"Treinando o corpo, abrindo o coração"

by Ayan Ithildin

            Dâmaris correu pelas escadas, abriu a porta do templo e entrou a correr até à cozinha.

            - Cinco para as oito. – disse o mestre. Depois fez um pequeno sorriso. – Excelente.

            - Está a ficar mais difícil, Shaka. O mês de Maio está a acabar e o calor começa a ser insuportável, mesmo às sete da manhã. Quando chegar Julho não aguento! – Dâmaris sentou-se num dos bancos altos da cozinha. Estava mais alta, o corpo bem trabalhado. Não se modificaria mais. E, segundo Shaka, ainda bem. A aprendiza já chamava atenção demais da maneira que estava. – Mestre? – Dâmaris olhava-o por cima da torrada.

            - Eu vou pensar numa solução. Vais para o ginásio até há hora de almoço, ok? Tenho assuntos para tratar. – as relações com Saori haviam melhorado bastante. Pelo que Dâmaris havia observado, Athena andava mais "ao de cima". Logo, teoricamente, não era Saori.

            - Como quiseres, mestre. – Dâmaris levantou-se e encaminhou-se para o ginásio. Shaka abriu os olhos e observou a aprendiza. Voltou a fechá-los. Decididamente, precisava de manter os lobos esfomeados longe da carne fresca.

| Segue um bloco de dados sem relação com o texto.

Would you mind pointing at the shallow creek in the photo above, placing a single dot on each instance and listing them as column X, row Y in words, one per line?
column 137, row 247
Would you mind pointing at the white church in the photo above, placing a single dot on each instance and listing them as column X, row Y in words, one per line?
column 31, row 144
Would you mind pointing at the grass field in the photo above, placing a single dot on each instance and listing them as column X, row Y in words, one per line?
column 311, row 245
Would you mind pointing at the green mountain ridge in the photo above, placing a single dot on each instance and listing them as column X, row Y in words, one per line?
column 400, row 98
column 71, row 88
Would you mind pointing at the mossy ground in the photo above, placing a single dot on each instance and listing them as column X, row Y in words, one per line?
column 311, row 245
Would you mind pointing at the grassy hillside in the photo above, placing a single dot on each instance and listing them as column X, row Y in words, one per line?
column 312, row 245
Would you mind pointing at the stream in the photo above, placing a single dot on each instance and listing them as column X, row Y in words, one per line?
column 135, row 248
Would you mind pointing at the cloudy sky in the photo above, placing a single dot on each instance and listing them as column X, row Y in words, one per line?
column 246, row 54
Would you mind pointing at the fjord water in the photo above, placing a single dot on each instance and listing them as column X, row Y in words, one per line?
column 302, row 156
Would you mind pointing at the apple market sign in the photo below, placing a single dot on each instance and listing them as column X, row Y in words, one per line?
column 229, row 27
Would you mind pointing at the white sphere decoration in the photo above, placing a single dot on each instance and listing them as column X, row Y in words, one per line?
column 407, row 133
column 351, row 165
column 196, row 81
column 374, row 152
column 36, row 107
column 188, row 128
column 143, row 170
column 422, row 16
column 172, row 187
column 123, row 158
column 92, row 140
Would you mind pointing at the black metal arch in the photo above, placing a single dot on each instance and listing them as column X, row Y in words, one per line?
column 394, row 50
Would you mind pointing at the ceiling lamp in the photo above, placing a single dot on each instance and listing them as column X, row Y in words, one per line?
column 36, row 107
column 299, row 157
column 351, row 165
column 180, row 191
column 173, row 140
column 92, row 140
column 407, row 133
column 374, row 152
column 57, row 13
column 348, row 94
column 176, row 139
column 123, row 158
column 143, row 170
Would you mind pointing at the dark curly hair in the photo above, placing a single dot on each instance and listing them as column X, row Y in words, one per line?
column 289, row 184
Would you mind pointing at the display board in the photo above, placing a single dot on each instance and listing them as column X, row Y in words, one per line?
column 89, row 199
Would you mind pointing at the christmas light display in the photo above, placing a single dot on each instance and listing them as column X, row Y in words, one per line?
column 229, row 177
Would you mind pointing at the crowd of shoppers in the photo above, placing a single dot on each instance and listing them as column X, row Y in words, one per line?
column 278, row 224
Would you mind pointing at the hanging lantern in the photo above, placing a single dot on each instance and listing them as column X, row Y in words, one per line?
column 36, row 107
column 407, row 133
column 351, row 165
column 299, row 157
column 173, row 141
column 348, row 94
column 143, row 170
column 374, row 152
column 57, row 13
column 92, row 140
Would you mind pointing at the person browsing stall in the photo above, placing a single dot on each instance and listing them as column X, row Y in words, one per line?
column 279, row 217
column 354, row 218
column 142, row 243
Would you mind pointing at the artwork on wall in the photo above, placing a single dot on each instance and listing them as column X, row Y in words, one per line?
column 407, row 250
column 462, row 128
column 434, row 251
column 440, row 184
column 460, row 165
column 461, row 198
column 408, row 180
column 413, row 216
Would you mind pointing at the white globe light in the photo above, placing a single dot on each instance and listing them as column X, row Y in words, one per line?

            Dâmaris estava a treinar luta corpo-a-corpo com um inimigo imaginário quando Shaka voltou. Com o cosmos desenvolvido e um à-vontade tremendo no próprio Cosmos, os movimentos eram mais rápidos e precisos. Dâmaris aprendera bem depressa. Talvez nunca tivesse tido os professores certos, mas falta de aptidão para o desporto era algo que ela não tinha, de certeza absoluta. Fora apenas preciso treino.

            Shaka baixou o cosmos ao mínimo e aproximou-se, esticando a mão para um dos seus ombros. Dâmaris levou as duas mãos atrás e atirou o surpreendido mestre ao chão, por cima do seu ombro.

            -Ai! – Shaka sentou-se no chão ainda surpreso. Dâmaris sorria com ar de troça. – Ok, como soubeste?

            - Vi-te. – Dâmaris apontou com um dedo a cabeça. Tinha-o visto no Cosmos. Shaka riu-se.

            - Aprendeste a estar nos dois mundos ao mesmo tempo… Desde quando, diz lá.

            - Uma semana, mais ou menos. – Shaka não respondeu. Sabia que a aprendiza gostava de lhe pregar peças do género, conseguir fazer as coisas e não dizer. – Mas só quis que soubesses quando conseguisse controlar bem. Além disso, provas são melhores que palavras, certo? – Shaka estendeu-lhe a mão.

            - Ajuda o teu velho mestre a levantar-se. – Dâmaris agarrou-lhe a mão e puxou-o.

            - Não sejas lamechas. Sabes bem que não és velho nenhum. Tens 25 anos, o corpo bem trabalhado e cara de um tipo de 18. E estás longe de ser senil.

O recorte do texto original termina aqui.